Никто с пленными не разговаривал. В двери был устроен выдвижной лоток. С его помощью внутрь переправляли еду, а наружу – ведро с нечистотами. Когда начались осенние холода, тем же способом передали дополнительные одеяла. Раздавая их товарищам, Фелл решил про себя, что зима им предстояла длинная…
На другой же день после этого дверь камеры распахнулась и вошли двое вооруженных стражей. Один ткнул пальцем в Фелла и указал на выход. Фелл посмотрел мимо него: там стояли еще воины с оружием.
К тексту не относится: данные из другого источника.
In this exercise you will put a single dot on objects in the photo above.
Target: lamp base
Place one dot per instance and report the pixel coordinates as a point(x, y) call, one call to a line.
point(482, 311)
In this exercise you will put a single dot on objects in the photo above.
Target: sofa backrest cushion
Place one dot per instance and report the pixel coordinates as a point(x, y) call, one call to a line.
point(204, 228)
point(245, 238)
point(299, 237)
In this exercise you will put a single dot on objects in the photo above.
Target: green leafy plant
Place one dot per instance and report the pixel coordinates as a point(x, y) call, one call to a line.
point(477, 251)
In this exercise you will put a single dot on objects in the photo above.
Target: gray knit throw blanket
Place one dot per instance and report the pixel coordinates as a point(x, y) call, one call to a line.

Он вышел, провожаемый безмолвными взглядами сокамерников.
Шагая в окружении стражи, Фелл испытывал смешанные чувства. Он был рад, что окончилось долгое ожидание, надеялся разузнать, что там с Индаро и зачем их вообще здесь держат. Допроса с пристрастием он не боялся. Просидев в плену битых три месяца, он все равно ничего не мог рассказать врагам ни о расположении войск, ни о замыслах командования. Если на то пошло, он и прежде был не слишком об этом осведомлен. С другой стороны, он был человеком предусмотрительным и осторожным, а потому не мог не задумываться об участи, ожидавшей его и других пленных в руках вооруженного врага.
Его провели через широкую мощеную площадь перед Цитаделью. Он посмотрел вверх. Башня была сложена из громадных камней, очень тщательно подогнанных, так чтобы держались без строительного раствора. Кладка была зеленой от мха и лишайника, что позволяло судить о почтенном возрасте здания. Окон с этой стороны он не приметил – над ним высилась безликая стена с единственной дверью, высокой, но узкой. К ней вели крутые ступени.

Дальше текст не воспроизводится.